Agarose gel electrophoresis for quantification of DNA interstrand cross-linking. The interstrand cross-links (ICLs) by: A) 1 or 2 under irradiation conditions (420 nm light), and B) 5 or 6 in the dark were formed in linear pSP73KB plasmid DNA. A) Lane 1: control, non-modified DNA; lane 2: control, non-modified DNA, but irradiated; lanes 3–7: DNA modified by photoactivated 1 at rb=3.35×10−5, 6.70×10−5, 3.35×10−4, 6.70×10−4, 3.35×10−3, respectively; lanes 8–12: DNA modified by photoactivated 2 at rb=3.70×10−5, 7.40×10−5, 3.70×10−4, 7.40×10−4, 3.70×10−3, respectively. B) Lane 1: control, non-modified DNA; lane 2: DNA modified by cisplatin in the dark at rb=1×10−3; lanes 3–7: DNA modified by 5 in the dark at rb=5.18×10−5, 1.03×10−4, 5.18×10−4, 1.03×10−3, 5.18×10−3, respectively; lanes 8–11: DNA modified by 6 in the dark at rb=3.60×10−5, 3.60×10−4, 7.20×10−4, 3.60×10−3, respectively.

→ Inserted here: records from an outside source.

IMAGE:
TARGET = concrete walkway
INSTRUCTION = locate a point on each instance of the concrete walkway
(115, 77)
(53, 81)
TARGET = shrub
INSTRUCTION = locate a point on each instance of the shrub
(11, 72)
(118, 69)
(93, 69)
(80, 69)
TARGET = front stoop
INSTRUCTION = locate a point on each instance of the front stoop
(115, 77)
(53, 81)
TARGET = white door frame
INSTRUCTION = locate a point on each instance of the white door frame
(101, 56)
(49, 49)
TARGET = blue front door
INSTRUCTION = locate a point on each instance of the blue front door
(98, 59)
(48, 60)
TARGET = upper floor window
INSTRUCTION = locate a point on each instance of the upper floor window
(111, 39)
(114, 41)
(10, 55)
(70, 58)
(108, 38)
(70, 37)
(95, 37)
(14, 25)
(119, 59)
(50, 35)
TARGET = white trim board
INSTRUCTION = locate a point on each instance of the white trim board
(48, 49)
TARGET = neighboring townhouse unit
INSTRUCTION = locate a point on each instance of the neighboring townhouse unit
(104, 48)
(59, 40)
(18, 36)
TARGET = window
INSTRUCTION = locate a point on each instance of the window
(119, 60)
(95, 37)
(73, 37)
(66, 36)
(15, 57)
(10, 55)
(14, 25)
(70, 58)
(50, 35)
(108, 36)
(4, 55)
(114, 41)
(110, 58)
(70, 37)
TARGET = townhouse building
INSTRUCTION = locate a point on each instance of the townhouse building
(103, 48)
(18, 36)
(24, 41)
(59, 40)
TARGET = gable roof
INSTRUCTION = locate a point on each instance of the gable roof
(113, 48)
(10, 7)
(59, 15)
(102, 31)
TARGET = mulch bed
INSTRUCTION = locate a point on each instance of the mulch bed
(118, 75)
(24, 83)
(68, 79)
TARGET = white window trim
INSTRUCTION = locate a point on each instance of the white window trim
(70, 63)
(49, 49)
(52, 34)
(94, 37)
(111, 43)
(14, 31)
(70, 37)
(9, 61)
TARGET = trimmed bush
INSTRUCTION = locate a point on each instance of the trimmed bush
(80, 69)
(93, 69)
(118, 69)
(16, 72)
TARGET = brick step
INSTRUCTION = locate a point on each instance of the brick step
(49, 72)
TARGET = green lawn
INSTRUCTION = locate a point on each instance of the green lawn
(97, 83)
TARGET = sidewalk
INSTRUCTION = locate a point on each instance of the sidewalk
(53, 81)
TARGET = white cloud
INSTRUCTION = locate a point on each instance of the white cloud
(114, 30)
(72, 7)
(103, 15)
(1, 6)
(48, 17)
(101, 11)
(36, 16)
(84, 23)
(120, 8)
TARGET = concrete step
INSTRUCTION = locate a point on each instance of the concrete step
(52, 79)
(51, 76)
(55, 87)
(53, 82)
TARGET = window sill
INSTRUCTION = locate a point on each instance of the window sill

Comet assay: Cross-links were also studied in HaCaT and OE19 cells using the comet assay immediately following photoactivation (Figure S24 in the Supporting Information). Photoactivation of 1 with blue light, or 2 with UVA or blue light, increased DNA cross-linking as measured by the assay. The comet assay data strongly support the phototoxicity trends (Table 2) and the data reported in Figures 10 and 11. Unirradiated complexes 1 and 2 did not significantly affect DNA cross-linking in the assay.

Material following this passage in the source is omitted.